In the nearly two weeks since a devastating Hamas rampage in southern Israel, the Israeli military has relentlessly attacked Gaza in response. Even after Israel told Palestinians to evacuate the north and head to what it called “safe zones” in the south, strikes continued across the territory overnight and Palestinian militants continued firing rockets into Israel.

A residential building in Khan Younis, a city in southern Gaza where hundreds of thousands of Palestinians had sought shelter, was among the places hit. Medical personnel at Nasser Hospital said they received at least 12 dead and 40 wounded.

The bombardments came after Israel agreed Wednesday to allow Egypt to deliver limited humanitarian aid to Gaza, the first crack in a punishing 11-day siege. Many of Gaza’s residents were down to one meal a day and drinking dirty water.

Another article focuses on Israel's urge for revenge being aimed at all Palestinians:
When you walk the streets of Jerusalem, you don’t see people anymore. You see police and private security forces.

Increasing numbers of civilians have been carrying guns in the streets, and even in shopping malls, where some Israelis were armed with M16s. This comes after National Security Minister Itamar Ben Gvir decided to hand out thousands of guns and to ease the conditions for purchasing weapons.

In one case, a group of armed Israelis stopped a Palestinian man, ripped a baby seat from his car and dropped it in the street, and then searched his vehicle. The Israeli state has given them implicit permission for this type of harassment.

The Moral Rot Files: On the perversion of philanthropy

Axios comments on how some modern billionaires see philanthropy -- it's not pretty:
1 big thing: Silicon Valley's perversion of philanthropy

Under the new conception of philanthropy, the act of making the fortune itself is the philanthropic act. There's no need to give any money away — feel free to go ahead and drop more than $220 million on Malibu property if you're so inclined. Just by dint of getting rich, your philanthropic work is largely done.

This vein of thinking is now solidly in the Silicon Valley mainstream.

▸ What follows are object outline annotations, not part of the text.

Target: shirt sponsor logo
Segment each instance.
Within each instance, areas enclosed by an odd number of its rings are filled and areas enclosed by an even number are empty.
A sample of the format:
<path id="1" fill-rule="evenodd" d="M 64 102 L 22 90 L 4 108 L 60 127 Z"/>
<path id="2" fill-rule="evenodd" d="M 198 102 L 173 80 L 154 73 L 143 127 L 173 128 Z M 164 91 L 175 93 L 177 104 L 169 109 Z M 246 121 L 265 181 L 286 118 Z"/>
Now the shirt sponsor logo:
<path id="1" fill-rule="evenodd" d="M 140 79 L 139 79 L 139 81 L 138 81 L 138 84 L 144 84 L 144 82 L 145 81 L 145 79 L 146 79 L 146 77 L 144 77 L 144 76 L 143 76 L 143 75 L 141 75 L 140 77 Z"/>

Google founder Larry Page said in a 2014 interview that the most philanthropic thing he could do with his fortune would be to give it to Elon Musk. As New York magazine's Kevin Roose explained, Page was "saying that companies like SpaceX and Tesla are themselves philanthropic organizations, and that supporting those companies financially is preferable to supporting charitable causes in the traditional way."

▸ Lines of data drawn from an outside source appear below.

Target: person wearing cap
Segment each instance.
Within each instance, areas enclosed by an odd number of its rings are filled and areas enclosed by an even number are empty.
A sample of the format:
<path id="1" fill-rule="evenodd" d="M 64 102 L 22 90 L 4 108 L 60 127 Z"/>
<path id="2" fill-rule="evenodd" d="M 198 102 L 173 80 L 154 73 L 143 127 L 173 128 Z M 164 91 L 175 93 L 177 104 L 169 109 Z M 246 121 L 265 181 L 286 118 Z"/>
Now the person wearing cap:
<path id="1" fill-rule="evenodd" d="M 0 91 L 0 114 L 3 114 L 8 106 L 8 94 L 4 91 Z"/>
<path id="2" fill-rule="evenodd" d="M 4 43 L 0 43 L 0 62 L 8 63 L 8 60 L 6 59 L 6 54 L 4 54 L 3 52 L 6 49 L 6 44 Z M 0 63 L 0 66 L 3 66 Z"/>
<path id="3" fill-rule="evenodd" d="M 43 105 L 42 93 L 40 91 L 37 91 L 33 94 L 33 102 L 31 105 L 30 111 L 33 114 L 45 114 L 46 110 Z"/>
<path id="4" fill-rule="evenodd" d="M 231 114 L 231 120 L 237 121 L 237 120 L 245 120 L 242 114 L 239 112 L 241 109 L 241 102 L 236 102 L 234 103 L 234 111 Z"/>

PayPal and Palantir founder Peter Thiel said in 2016 that seeking revenge on Gawker by bankrolling legal cases against the company was "one of my greater philanthropic things that I've done."

Amazon founder Jeff Bezos was asked in 2018 how he could "do good with" his fortune. His answer was that "the only way that I can see to deploy this much financial resource is by converting my Amazon winnings into space travel" — something he described as his "most important work."

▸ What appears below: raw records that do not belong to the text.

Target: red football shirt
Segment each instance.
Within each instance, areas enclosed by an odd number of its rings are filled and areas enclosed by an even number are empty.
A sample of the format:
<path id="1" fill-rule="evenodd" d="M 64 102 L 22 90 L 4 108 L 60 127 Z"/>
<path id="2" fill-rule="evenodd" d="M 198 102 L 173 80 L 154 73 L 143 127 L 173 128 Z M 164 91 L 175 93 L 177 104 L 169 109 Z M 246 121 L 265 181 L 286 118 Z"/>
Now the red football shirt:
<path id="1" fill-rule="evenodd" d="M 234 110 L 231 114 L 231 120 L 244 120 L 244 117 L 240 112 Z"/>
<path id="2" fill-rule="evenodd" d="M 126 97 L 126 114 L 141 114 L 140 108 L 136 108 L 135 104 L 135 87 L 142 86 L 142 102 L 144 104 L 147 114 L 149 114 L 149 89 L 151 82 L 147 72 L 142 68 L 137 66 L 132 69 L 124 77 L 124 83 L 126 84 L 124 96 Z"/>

OpenAI founder Sam Altman decided this year that his organization's philanthropic mission would be best served by converting it from a nonprofit to a for-profit. 
Billionaire venture capitalist Marc Andreessen's techno-optimist manifesto, published this week, generalizes such thinking. "Technological innovation in a market system is inherently philanthropic, by a 50:1 ratio," he writes. In other words: Every dollar an innovator like Andreessen makes for himself equates to a $50 philanthropic donation to society at large. Why even bother giving away the dollar, if that's the case.

Well, there we have it. Delusional (or mendacious) billionaires drink their own Kool-Aid. That's how they get delusional. And jaw-droppingly arrogant. Every dollar a billionaire makes gives $50 to charity. I can feel the love now!